Privatizing Air-Traffic Control — Trump’s Proposal A Good Idea

Trump’s proposal would be a step in the right direction.

If you think about the businesses you really hate, you’ll notice that many of them have something in common: They are in industries with a big federal footprint — banks, cable companies, health-insurance providers, and, bane of my personal existence, airlines.

If the word “capitalism” makes you think of the Apple Store, then it gives you a nice fuzzy Milton Friedman vibe; if the word “capitalism” makes you think of Wells Fargo’s shenanigans or trying to get Nasty McEvil Stupidface Health Partners to approve your mom’s dialysis, then it gives you more of a Karl Marx, Shining Path kind of a feeling.

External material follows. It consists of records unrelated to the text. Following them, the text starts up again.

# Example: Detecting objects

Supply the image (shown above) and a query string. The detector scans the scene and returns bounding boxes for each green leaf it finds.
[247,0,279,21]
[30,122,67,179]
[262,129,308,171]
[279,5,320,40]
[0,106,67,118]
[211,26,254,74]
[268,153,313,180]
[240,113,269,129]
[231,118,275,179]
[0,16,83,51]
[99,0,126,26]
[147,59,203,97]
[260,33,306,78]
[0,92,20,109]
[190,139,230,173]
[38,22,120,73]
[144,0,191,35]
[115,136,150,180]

Air travel in the United States is terrible, both in absolute terms and relative to air travel in other parts of the world. President Donald Trump has proposed trying to fix one of its defects — air-traffic control — by privatizing the activity and entrusting it to a new nonprofit corporation. The model here isn’t some Rothbardian fantasyland or a hypercapitalist city-state such as Singapore but our nice neighbor to the north, Canada, which keeps out-scoring the United States on the Heritage Foundation’s economic-liberty rankings in spite of its commie health-care system. Canada’s air-traffic control is managed by a truly private corporation, Nav Canada, which receives no government funding but instead operates on fees charged to airlines and other flight operators and raises capital in the private markets the same as any other business. It seems to work pretty well, and Nav Canada recently — get this — lowered its fees. The Trump administration, taking up legislation authored by Bill Schuster (R., Pa.), wants to emulate that model in the United States.